Nie bałam się starości. Bałam się tego, że stanę się nikomu niepotrzebna. Że nikt nie zapyta mnie o zdanie. Że będę budzić się rano i nie będę miała powodu, żeby wstać z łóżka.
Pracowałam jako bibliotekarka przez czterdzieści dwa lata. Uwielbiałam tę pracę - zapach książek, rozmowy z młodzieżą, porządkowanie katalogów.
Miałam swój rytm, ludzi, których znałam, ścieżki, które prowadziły mnie do tramwaju, kiosku, piekarni. Dni były przewidywalne, ale w tym było coś bezpiecznego.
Gdy nadszedł moment przejścia na emeryturę, wszyscy życzyli mi „dużo odpoczynku". Dostałam kwiaty, bon do sklepu z ceramiką i uścisk pani dyrektor. Wróciłam do domu i usiadłam przy stole. Cisza była zupełnie inna niż ta, którą znałam wcześniej. To nie była cisza spokoju - to była pustka.
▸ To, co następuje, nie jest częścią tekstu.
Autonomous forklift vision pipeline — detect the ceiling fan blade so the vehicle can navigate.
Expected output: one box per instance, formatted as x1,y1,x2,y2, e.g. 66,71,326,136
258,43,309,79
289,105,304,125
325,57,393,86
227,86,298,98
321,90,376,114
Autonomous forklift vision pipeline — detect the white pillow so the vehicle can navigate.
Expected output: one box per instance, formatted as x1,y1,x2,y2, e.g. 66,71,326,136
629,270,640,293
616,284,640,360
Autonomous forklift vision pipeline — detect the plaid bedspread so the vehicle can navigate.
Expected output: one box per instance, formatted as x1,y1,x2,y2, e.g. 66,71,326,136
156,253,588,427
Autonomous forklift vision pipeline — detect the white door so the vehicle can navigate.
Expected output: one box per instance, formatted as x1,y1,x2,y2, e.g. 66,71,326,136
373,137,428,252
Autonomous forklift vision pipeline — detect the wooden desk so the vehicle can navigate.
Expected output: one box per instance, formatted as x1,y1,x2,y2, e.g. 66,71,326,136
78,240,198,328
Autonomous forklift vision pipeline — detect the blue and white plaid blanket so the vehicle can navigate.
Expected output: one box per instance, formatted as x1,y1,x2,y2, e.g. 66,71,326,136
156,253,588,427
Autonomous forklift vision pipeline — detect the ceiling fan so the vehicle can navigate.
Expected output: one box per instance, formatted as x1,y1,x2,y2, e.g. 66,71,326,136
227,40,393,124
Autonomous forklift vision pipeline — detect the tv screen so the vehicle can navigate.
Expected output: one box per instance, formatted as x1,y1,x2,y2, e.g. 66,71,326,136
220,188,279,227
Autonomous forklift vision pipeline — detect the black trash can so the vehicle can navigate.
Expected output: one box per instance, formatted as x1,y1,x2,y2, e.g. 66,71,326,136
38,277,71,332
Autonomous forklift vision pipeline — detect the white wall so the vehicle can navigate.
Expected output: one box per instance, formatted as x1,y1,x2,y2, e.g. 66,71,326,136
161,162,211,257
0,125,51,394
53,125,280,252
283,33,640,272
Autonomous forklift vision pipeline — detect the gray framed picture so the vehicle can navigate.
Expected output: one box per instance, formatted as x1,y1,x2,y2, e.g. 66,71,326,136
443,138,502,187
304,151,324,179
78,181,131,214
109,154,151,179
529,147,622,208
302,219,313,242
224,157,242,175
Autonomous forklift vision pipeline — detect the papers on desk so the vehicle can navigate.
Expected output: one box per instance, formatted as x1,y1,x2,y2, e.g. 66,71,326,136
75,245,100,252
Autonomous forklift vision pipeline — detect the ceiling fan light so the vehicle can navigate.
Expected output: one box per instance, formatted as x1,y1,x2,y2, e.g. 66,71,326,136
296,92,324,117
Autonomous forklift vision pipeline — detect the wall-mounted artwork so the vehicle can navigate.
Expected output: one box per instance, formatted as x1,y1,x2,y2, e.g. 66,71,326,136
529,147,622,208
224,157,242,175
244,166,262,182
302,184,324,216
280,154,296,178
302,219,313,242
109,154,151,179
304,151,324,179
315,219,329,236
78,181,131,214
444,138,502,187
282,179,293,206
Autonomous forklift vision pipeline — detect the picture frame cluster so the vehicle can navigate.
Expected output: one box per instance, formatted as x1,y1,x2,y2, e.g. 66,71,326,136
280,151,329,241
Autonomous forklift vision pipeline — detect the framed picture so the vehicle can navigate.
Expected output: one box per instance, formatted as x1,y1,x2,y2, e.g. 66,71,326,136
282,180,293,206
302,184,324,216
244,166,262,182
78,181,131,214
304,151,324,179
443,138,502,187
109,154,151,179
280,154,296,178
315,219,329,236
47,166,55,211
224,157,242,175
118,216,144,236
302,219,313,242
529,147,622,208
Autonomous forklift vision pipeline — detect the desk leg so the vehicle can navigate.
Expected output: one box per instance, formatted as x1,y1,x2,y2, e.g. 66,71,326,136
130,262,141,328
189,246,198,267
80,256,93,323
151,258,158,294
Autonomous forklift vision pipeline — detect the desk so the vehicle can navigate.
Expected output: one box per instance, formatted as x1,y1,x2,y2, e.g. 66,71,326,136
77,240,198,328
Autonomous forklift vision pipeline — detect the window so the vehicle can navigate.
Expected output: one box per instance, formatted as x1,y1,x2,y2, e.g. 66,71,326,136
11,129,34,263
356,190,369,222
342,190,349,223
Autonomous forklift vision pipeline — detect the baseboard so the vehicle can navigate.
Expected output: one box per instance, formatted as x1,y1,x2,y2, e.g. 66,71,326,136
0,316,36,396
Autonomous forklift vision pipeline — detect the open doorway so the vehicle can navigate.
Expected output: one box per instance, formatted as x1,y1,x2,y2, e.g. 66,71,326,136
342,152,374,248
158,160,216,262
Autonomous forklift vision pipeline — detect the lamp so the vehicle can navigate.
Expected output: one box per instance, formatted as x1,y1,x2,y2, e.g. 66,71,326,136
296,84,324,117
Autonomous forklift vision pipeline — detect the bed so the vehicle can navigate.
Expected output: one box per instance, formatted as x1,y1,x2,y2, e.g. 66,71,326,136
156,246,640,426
Na początku cieszyłam się z wolnego czasu. Odsypiałam poranki, których przez lata nie miałam, robiłam ciasta, których nie jadłam, bo nie miał kto przyjść na herbatę. Zadzwoniła raz córka, raz syn, ale oni mieli swoje sprawy. Wnuki? Też zajęte - szkoła, treningi, życie.
Zaczęły mnie boleć plecy. Potem głowa. Lekarz powiedział, że wszystko w porządku - "to po prostu organizm przechodzi w inny tryb". Tylko że mój tryb przypominał zawieszenie.
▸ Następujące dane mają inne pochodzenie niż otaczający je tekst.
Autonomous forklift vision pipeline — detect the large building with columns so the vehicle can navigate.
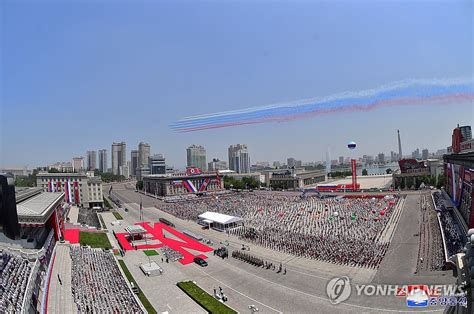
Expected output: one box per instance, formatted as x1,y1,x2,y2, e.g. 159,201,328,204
143,171,224,196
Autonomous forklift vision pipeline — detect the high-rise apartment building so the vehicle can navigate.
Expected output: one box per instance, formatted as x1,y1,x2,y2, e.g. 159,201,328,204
397,130,403,160
228,144,250,173
99,149,107,172
138,142,150,167
87,150,97,171
459,125,472,142
377,153,385,163
72,157,84,172
149,154,166,174
186,144,207,171
130,150,138,176
207,158,228,171
411,148,421,159
112,142,127,175
286,157,296,168
421,148,429,160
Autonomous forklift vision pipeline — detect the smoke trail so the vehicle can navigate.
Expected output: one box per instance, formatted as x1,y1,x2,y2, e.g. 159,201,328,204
171,79,474,132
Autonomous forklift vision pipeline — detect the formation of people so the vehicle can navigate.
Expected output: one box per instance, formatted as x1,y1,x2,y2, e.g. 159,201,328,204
69,245,143,313
0,250,31,313
161,192,398,268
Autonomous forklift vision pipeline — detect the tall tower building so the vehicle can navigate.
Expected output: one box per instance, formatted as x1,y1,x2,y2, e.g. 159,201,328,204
87,150,97,171
326,147,331,173
228,144,250,173
150,154,166,174
72,157,84,172
130,149,138,176
397,130,403,160
138,142,150,167
112,142,127,175
99,149,107,172
286,157,296,168
186,144,207,171
458,124,472,142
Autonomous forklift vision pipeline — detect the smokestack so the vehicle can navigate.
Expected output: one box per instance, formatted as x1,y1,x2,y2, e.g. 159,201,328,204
397,130,403,160
326,147,331,174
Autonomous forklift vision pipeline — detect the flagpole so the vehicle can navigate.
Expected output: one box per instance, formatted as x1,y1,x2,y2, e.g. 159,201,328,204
140,195,151,266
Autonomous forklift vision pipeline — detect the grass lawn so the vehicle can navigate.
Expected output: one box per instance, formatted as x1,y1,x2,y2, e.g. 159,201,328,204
176,281,237,314
119,259,156,314
112,211,123,219
143,250,160,256
79,231,112,249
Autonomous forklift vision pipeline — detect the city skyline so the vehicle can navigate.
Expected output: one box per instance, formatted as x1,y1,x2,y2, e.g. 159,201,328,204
0,2,474,167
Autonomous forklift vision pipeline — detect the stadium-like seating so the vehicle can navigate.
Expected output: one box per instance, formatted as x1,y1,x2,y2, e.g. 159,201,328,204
70,245,143,313
0,250,32,313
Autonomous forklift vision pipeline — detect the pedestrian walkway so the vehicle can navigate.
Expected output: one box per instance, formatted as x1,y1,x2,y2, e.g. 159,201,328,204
47,243,77,313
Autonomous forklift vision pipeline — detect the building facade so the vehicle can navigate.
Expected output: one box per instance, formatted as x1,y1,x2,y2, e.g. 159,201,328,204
112,142,127,175
87,150,97,171
207,158,228,171
186,144,207,171
443,125,474,228
143,172,224,197
228,144,250,173
265,169,326,190
36,173,103,208
377,153,385,164
99,149,107,172
72,157,84,172
48,162,74,172
130,150,138,176
138,142,150,167
149,154,166,174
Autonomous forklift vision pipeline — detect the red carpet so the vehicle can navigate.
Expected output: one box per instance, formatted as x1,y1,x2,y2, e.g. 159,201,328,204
115,222,213,265
64,229,79,244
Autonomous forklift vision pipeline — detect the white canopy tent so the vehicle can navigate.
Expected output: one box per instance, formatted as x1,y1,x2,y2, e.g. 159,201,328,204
198,212,243,231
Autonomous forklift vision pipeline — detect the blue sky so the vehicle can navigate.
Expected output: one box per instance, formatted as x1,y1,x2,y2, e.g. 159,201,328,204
0,0,474,167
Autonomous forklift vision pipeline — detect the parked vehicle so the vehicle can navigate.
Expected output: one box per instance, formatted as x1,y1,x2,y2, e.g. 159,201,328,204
194,257,207,267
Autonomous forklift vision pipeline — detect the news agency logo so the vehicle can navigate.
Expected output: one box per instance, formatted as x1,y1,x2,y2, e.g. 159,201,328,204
326,276,352,305
406,285,430,307
326,276,467,308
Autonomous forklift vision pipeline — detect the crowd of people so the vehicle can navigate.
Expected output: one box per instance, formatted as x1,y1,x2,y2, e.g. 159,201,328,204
232,251,265,267
161,245,183,262
0,250,32,313
161,193,398,268
69,245,143,313
433,191,464,257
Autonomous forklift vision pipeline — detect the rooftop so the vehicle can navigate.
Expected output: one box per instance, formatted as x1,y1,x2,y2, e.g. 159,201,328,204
36,172,86,178
16,192,64,218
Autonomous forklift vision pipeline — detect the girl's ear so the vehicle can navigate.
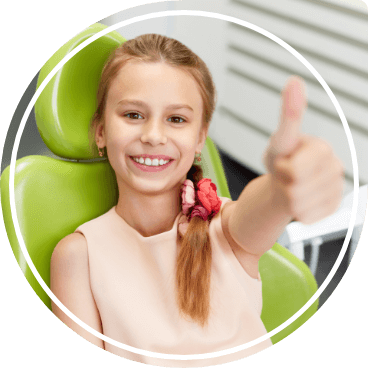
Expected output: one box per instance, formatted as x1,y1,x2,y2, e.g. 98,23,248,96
95,123,106,148
197,127,208,152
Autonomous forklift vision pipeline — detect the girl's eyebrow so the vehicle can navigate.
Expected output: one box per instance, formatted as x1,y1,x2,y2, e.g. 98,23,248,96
118,100,194,112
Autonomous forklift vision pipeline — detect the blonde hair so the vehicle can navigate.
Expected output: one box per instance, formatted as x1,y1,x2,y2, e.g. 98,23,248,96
90,34,216,327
Wstawałam rano i parzyłam herbatę. Siadałam w kuchni i patrzyłam przez okno. Kiedyś lubiłam patrzeć na ludzi - teraz czułam, że tylko obserwuję, nie biorę udziału. Byłam przezroczysta.
Wtedy wydarzyło się coś małego, ale ważnego.
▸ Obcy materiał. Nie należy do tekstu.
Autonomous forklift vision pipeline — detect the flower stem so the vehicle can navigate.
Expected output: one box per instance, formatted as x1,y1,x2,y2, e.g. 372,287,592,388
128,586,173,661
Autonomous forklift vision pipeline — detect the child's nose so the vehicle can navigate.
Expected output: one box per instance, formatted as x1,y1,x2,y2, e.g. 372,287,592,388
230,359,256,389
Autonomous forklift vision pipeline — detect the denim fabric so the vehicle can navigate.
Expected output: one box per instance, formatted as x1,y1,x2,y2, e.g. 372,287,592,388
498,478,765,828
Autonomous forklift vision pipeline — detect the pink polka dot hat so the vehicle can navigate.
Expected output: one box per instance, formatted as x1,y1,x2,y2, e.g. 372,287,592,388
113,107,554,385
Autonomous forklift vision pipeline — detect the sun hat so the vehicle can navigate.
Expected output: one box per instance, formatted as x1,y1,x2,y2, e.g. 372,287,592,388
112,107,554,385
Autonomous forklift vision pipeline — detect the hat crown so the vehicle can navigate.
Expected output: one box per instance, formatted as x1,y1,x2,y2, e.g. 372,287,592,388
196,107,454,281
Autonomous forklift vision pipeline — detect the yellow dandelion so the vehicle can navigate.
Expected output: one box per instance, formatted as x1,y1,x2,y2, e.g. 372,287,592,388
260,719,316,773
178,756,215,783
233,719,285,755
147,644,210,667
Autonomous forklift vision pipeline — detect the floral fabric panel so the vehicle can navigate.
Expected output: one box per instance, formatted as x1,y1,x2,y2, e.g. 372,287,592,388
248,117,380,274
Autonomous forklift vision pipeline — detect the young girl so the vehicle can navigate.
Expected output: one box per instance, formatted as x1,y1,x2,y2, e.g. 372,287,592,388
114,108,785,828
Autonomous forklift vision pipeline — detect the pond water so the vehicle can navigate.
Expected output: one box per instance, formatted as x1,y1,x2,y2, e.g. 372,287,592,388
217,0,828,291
W poniedziałek, gdy wracałam ze sklepu, zobaczyłam na drzwiach klatki ogłoszenie: "Biblioteka osiedlowa poszukuje wolontariuszy do popołudniowych zajęć z dziećmi. Czytanie bajek, pomoc w pracach plastycznych."
Nie wiem, czemu zrobiłam zdjęcie tego ogłoszenia. W domu długo się wahałam, ale w końcu zadzwoniłam. Odebrała młoda dziewczyna, bardzo miła. Zapytała, czy mogłabym przyjść w środę, na próbne spotkanie.
Przyszłam. W bibliotece pachniało tak samo jak kiedyś - kurzem, papierem i ciszą. Na podłodze siedziała grupa dzieci, rozgadanych, uśmiechniętych. Pani Asia - ta, która odebrała mój telefon - podała mi książkę i powiedziała:
- Jeśli ma pani ochotę, może pani spróbować przeczytać fragment. Zobaczymy, jak dzieci zareagują.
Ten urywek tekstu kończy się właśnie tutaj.